I'm leery of saying anything because I don't want to jinx myself but I have a couple does that have collars on. One is a Nubian and the other two are Boers that have been disbudded and all are adults. I leave mine loose enough that if they were to get caught on something it would just slip off. I have to have a collar on one otherwise I would NEVER be able to catch her. She is like a deer. When I grab her I have to grab her head really quick so she doesn't slip out of her collar. The collar just slows her down. I wouldn't put a collar on a kid and I wouldn't use one if the goats were in a pasture with trees, but since it is pasture I don't worry too much. I also have a small herd of 9


----------



## rkendrick (May 30, 2013)

Someone advised me to buy collars from the dollar store. Cheap and flimsy.


----------



## ThreeHavens (Oct 20, 2011)

Several members on here have had goats hung by their collars -- what I do is always keep a collar in my pocket, so I can sling it around their necks and lead them when I need to. The breakaway collars are not as breakaway as they used to be -- Laura on here had some trouble with them just a little bit ago.

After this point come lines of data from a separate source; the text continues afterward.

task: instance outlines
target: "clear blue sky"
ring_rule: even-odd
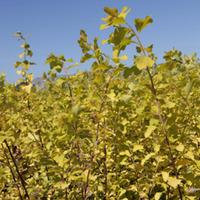
[[[28,35],[37,63],[35,77],[47,71],[44,61],[51,52],[79,61],[80,29],[86,30],[90,39],[106,38],[107,31],[99,30],[104,6],[130,7],[130,24],[135,17],[152,16],[153,25],[141,37],[145,44],[154,44],[160,60],[173,47],[199,55],[199,0],[0,0],[0,72],[9,81],[17,79],[13,64],[21,49],[13,36],[16,31]],[[82,69],[88,67],[83,65]]]

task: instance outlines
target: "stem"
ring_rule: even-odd
[[[16,172],[17,172],[17,174],[18,174],[18,177],[19,177],[19,179],[20,179],[20,181],[21,181],[22,187],[23,187],[24,192],[25,192],[25,196],[26,196],[28,199],[30,199],[29,194],[28,194],[28,191],[27,191],[27,189],[26,189],[26,182],[25,182],[25,180],[23,179],[22,175],[21,175],[20,172],[19,172],[19,168],[18,168],[18,166],[17,166],[17,162],[16,162],[16,160],[15,160],[15,158],[14,158],[14,156],[13,156],[11,150],[10,150],[10,147],[9,147],[9,145],[8,145],[7,140],[4,140],[4,143],[5,143],[5,145],[6,145],[7,149],[8,149],[8,151],[9,151],[10,157],[12,158],[12,161],[13,161],[13,163],[14,163]]]
[[[139,36],[138,36],[138,33],[128,24],[126,23],[126,25],[128,26],[128,28],[133,32],[133,34],[135,35],[137,41],[138,41],[138,45],[140,46],[140,48],[142,49],[142,53],[144,56],[149,56],[148,55],[148,52],[146,52],[145,48],[144,48],[144,45],[142,44]],[[148,73],[148,76],[149,76],[149,79],[150,79],[150,83],[151,83],[151,92],[152,92],[152,95],[154,96],[155,98],[155,102],[156,102],[156,105],[157,105],[157,108],[158,108],[158,116],[159,116],[159,120],[162,124],[162,131],[164,133],[164,136],[165,136],[165,141],[167,143],[167,146],[168,146],[168,149],[169,149],[169,156],[170,156],[170,159],[172,161],[172,167],[173,167],[173,170],[175,172],[175,176],[176,178],[178,179],[179,176],[178,176],[178,172],[177,172],[177,169],[176,169],[176,164],[175,164],[175,160],[173,158],[173,154],[172,154],[172,149],[171,149],[171,146],[170,146],[170,142],[169,142],[169,138],[168,138],[168,134],[166,132],[166,129],[165,129],[165,124],[166,124],[166,120],[163,118],[163,115],[162,115],[162,109],[161,109],[161,106],[160,106],[160,102],[157,98],[157,91],[156,91],[156,88],[155,88],[155,85],[154,85],[154,82],[153,82],[153,76],[151,75],[151,72],[149,70],[148,67],[146,67],[146,71]],[[183,199],[183,195],[182,195],[182,191],[181,191],[181,187],[180,185],[178,185],[178,193],[179,193],[179,197],[180,199],[182,200]]]
[[[107,160],[107,147],[106,144],[104,145],[104,200],[107,199],[107,191],[108,191],[108,169],[106,165],[106,160]]]
[[[21,200],[23,200],[22,194],[21,194],[21,191],[20,191],[20,188],[19,188],[19,185],[18,185],[18,182],[17,182],[17,180],[16,180],[16,178],[15,178],[15,174],[14,174],[14,172],[13,172],[13,170],[12,170],[12,166],[11,166],[11,164],[10,164],[10,161],[9,161],[8,155],[7,155],[7,153],[6,153],[6,150],[5,150],[4,146],[3,146],[3,144],[1,144],[1,146],[2,146],[2,148],[3,148],[3,152],[4,152],[4,155],[5,155],[5,157],[6,157],[6,161],[7,161],[8,167],[9,167],[9,169],[10,169],[10,172],[11,172],[11,174],[12,174],[12,177],[13,177],[13,180],[14,180],[14,182],[15,182],[15,185],[17,186],[17,190],[18,190],[18,193],[19,193],[19,198],[20,198]]]

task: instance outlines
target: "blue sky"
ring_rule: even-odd
[[[13,36],[17,31],[28,36],[34,52],[32,60],[37,63],[33,67],[35,77],[48,70],[44,63],[51,52],[79,61],[80,29],[86,30],[91,40],[95,36],[106,39],[108,35],[108,31],[99,30],[105,6],[130,7],[130,24],[135,17],[152,16],[154,23],[141,38],[144,44],[154,44],[160,61],[163,53],[173,47],[185,54],[199,55],[199,0],[0,0],[0,72],[6,74],[8,81],[18,77],[13,68],[21,52],[20,43]],[[89,64],[80,67],[87,68]]]

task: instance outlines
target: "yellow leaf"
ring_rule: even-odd
[[[156,192],[154,198],[155,200],[159,200],[161,196],[162,196],[162,192]]]
[[[143,150],[143,146],[141,144],[135,144],[133,146],[133,152]]]
[[[167,183],[173,188],[177,188],[177,186],[181,183],[181,180],[176,177],[169,177]]]
[[[135,64],[138,69],[142,70],[145,69],[146,67],[152,67],[154,61],[148,56],[138,56],[135,59]]]
[[[169,178],[169,173],[168,172],[162,172],[162,177],[163,177],[163,180],[165,181],[165,182],[167,182],[167,180],[168,180],[168,178]]]
[[[176,150],[177,150],[177,151],[180,151],[180,152],[183,152],[184,148],[185,148],[184,145],[180,143],[180,144],[176,147]]]
[[[22,59],[22,58],[24,57],[24,52],[23,52],[23,53],[21,53],[21,54],[19,54],[18,56],[19,56],[19,58],[21,58],[21,59]]]
[[[155,129],[156,129],[156,126],[148,126],[146,132],[144,133],[144,137],[148,138]]]
[[[22,86],[22,90],[24,90],[27,93],[31,92],[31,88],[32,88],[32,84],[26,85],[26,86]]]
[[[127,55],[120,56],[119,58],[120,58],[120,60],[128,60],[128,56]]]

This is going to sound bonkers, but I wonder if you can do a little bell earring? :laugh: That way if it gets caught, it's only the ear, not the neck? :shrug:


----------



## animalfamily (Nov 23, 2012)

I don't know if this is a factor, but one thing I have not seen mentioned yet, is that a bell will also draw attention to your goat. We live in the country and our goats have never worn collars. They do have their horns so catching them is not a problem.
I wouldn't want a bell on my goats, as when they are let out of their pen to graze in the open part of the property, I don't want to draw attention to them by any variety of malicious critters in the area. 
Granted they are always supervised when they are out, by either our dog or ourselves, but you do have the occasional unsupervised 'escape'.
I think it was GTAllen who mentioned the grain bucket. My goats can be salivating over honeysuckle, wild roses, raspberries, any number of delicacies, and if I get that bucket out they come running. Be prepared to be mulled!!
To answer the other question; yes, they do tend to stay together. At least ours do. They are let out at certain times of the year to free range and when one moves to a new location, they all move to that location.


----------



## FarmerJen (Oct 18, 2012)

ThreeHavens said:


> This is going to sound bonkers, but I wonder if you can do a little bell earring? :laugh: That way if it gets caught, it's only the ear, not the neck? :shrug:


I was thinking the same thing, since many folks ear-tag their goats anyway. Although... I wonder if it'd drive a goat mad - always hearing that jingling right in their ear. :angry:


----------



## SugarBush Farms (Apr 19, 2012)

We collar most of ours. The babies(aka most likely to attempt to go under a fence, get stuck in a gate or get a hoof caught) are not collared. But the adults are, we use dog collars, however I do want to get the plastic chains
Ours need to be collared so that we can catch them and lead them, or even to hold them back from bolting out the stall door when we let the milkers out.

We also keep bells on the ones who like to be directly under your feet and 'help' when your doing something. It gives a pretty good warning as to where your fencing pliers/zip ties/hat/gloves/insert whatever Kami ran off with here went


----------